“I don’t know what he was or did.” Havoc cut me off. “Neither does he. But when those memories come back, if they come back, are you going to be able to look at him the same way? When you find out what he did before Dresner got his hands on him?”
I opened my mouth. Closed it.
The question I hadn’t let myself think about.
Xavier stood twenty feet away, splitting timber. Silent. Lethal. Gentle with me.
But what had he been before?
“It doesn’t matter.”
I forced the words out steady. Certain.
Havoc’s eyebrow rose. “Doesn’t it?”
“The man he was before is dead. Whoever he was, whatever he did, Dresner killed that person when he put that chip in Xavier’s spine. Erased him. Rebuilt him into something else entirely.”
I watched Xavier pause, wipe sweat from his forehead despite the cold.
“The man standing there now? The one who tried to make me leave to keep me safe? Who was always gentle and protective, trying his best to do the best in the brink of death?” My throat constricted. “That’s who I’m choosing. Not who he might have been. Not who the malfunction might turn him into. Him. Right now. For however long we have.”
Havoc studied me for a long moment. Something shifted in his expression, not quite respect. Not quite resignation. Maybe recognition.
“You really mean that.”
“Yes.”
The pause stretched between us. Even the wind seemed to hold its breath.
Finally, Havoc nodded. Picked up the carving again. “Fair enough. But don’t say I didn’t warn you when the past comes back to bite your fine ass.”
I smirked. “Careful, Havoc. Love might come back to bite you in the ass too.”
The blade stopped moving. He looked up, expression flat. “Not happening.”
“Never say never.”
“I’m saying it.” He returned to his work with sharp, deliberate strokes. “Love is for people who still think the world gives a damn about their happiness. I’m not one of them.”
“What about Hellhound?”
“What about him?”
“You two seem close.”
“We’re colleagues. Partners in mutual destruction.” The scraping grew more forceful. “That’s not love. That’s strategy.”

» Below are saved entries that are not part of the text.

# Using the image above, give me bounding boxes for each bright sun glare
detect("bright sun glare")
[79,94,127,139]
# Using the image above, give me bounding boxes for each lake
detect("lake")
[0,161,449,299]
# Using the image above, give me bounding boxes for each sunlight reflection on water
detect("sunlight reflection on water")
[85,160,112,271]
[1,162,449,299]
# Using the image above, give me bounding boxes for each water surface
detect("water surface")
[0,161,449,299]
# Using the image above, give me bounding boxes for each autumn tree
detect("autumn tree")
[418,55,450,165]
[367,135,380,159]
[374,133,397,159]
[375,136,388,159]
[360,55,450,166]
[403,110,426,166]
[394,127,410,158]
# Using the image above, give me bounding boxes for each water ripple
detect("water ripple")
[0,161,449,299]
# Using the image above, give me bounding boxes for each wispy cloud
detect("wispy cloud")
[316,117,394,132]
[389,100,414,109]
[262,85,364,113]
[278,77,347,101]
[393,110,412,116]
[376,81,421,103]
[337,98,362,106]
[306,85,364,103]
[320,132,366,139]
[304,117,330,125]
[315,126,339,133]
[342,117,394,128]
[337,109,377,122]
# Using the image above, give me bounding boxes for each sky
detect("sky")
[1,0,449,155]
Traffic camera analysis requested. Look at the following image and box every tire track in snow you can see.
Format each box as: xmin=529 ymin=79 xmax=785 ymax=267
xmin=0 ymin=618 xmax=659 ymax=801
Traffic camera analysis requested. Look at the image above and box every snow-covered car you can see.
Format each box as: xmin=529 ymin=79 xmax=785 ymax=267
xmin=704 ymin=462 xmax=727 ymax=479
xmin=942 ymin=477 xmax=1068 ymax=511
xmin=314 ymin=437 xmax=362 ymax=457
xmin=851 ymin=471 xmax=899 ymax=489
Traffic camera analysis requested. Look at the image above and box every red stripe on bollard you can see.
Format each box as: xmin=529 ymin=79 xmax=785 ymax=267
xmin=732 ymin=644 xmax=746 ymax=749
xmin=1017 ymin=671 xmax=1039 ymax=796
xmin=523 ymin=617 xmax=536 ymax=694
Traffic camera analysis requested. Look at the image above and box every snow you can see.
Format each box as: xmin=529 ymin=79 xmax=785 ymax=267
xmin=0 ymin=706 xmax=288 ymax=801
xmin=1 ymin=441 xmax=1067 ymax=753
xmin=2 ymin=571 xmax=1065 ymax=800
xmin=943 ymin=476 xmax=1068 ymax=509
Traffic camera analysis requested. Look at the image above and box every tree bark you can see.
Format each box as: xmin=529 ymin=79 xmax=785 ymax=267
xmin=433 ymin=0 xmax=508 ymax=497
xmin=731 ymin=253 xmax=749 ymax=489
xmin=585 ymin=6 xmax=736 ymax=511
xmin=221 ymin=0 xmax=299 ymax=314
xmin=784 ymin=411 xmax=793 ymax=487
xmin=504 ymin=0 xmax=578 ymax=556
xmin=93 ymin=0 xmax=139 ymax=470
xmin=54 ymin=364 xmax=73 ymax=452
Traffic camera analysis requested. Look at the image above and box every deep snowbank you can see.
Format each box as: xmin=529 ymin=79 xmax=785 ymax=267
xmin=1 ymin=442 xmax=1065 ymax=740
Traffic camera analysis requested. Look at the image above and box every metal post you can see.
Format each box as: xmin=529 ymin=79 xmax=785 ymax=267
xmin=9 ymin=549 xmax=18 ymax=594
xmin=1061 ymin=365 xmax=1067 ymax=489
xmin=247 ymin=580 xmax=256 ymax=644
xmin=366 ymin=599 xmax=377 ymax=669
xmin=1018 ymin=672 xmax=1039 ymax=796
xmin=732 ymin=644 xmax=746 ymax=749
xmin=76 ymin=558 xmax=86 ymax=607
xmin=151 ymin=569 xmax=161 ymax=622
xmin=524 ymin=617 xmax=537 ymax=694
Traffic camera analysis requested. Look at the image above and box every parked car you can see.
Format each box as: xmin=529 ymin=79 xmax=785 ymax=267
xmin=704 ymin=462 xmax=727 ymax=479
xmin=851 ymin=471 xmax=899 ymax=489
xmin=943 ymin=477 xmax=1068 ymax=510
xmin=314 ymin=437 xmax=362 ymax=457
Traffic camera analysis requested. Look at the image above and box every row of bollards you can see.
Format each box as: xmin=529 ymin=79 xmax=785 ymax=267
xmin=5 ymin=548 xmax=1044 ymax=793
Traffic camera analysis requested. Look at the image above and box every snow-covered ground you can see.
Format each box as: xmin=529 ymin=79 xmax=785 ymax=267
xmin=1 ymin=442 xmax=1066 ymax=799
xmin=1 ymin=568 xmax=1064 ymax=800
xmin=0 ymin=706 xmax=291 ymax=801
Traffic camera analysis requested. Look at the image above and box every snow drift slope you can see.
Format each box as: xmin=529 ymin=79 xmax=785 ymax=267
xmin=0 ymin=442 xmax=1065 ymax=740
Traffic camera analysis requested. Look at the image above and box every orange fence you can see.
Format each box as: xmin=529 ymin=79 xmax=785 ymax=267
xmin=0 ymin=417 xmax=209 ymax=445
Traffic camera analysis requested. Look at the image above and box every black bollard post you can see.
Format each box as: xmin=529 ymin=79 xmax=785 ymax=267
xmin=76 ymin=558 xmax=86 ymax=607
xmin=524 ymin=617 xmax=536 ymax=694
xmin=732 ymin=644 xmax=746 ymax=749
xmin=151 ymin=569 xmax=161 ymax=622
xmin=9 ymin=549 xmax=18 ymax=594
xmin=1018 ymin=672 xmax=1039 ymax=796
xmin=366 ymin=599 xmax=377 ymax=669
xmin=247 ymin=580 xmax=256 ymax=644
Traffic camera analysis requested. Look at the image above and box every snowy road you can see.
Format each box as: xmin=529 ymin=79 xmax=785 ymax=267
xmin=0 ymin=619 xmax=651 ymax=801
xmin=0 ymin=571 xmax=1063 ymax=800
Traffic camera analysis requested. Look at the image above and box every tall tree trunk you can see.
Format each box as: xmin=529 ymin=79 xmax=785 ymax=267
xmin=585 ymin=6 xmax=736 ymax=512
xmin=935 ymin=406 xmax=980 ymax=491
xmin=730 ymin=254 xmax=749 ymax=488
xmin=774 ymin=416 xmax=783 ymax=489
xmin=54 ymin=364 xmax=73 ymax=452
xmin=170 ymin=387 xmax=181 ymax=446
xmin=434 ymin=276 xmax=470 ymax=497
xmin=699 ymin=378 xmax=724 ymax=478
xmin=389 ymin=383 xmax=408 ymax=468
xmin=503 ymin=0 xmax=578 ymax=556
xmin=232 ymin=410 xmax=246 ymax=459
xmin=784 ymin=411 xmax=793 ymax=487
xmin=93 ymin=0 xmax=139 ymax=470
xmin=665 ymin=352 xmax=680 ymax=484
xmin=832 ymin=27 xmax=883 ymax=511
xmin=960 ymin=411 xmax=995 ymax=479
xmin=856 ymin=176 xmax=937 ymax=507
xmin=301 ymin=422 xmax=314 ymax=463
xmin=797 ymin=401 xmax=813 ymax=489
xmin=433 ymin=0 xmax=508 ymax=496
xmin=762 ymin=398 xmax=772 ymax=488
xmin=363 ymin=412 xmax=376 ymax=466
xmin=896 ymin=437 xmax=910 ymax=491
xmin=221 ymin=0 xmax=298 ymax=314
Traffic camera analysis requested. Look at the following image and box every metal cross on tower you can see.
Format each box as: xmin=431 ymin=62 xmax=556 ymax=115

Right. And I was Xavier’s nurse.
I studied Havoc’s profile. The hard line of his jaw. The way his shoulders carried tension like armor. Something darker lurked beneath the sarcasm, fury so deep it had calcified into purpose.
“Why do you hate Dresner so much?”
The carving stilled. “You mean besides the obvious?”
“Yeah. Besides the obvious.” I took a drink of cooling coffee. “Hellhound wants to save people, dismantle the organization. You want blood. There’s a difference.”
The pause stretched. The axe bit into timber behind me, sharp, rhythmic, grounding.